He seemed awakened, as if from a nightmare, and restored to himself. He dared not creep up another step; but, rising from his knees, he stood upright, like a man suddenly loosed from bonds and fetters, and, with the firm step of a freeman, he descended the Staircase and walked from the place.
August, 1511.
To-night there has been an assassination. A corpse was found near our convent gates, pierced with many wounds. But no one seems to think much of it. Such things are constantly occurring, they say; and the only interest seems to be as to the nature of the quarrel which led to it.
"A prelate is mixed up with it," the monks whisper: "one of the late Pope's family. It will not be investigated."

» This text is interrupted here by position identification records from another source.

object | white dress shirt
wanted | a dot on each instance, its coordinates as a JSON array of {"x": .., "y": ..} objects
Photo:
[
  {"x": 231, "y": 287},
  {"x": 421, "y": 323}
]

But these crimes of passion seem to me comprehensible and excusable, compared with the spirit of levity and mockery which pervades all classes. In such acts of revenge you see human nature in ruins; yet in the ruins you can trace something of the ancient dignity. But in this jesting, scornful spirit, which mocks at sacredness in the service of God, at virtue in woman, and at truth and honour in men, all traces of God's image seem crushed and trodden into shapeless, incoherent dust.
From such thoughts I often take refuge in the Campagna, and feel a refreshment in its desolate spaces, its solitary wastes, its traces of material ruin.
The ruins of empires and of imperial edifices do not depress me. The immortality of the race and of the soul rises grandly in contrast. In the Campagna we see the ruins of Imperial Rome; but in Rome we see the ruin of our race and nature. And what shall console us for that, when the presence of all that Christians most venerate is powerless to arrest it?
Were it not for some memories of a home at Eisenach, on which I dare not dwell too much, it seems at times as if the very thought of purity and truth would fade from my heart.
Rome, August.
Brother Martin, during the intervals of the business of his Order, which is slowly winding its way among the intricacies of the Roman courts, is turning his attention to the study of Hebrew, under the Rabbi Elias Levita.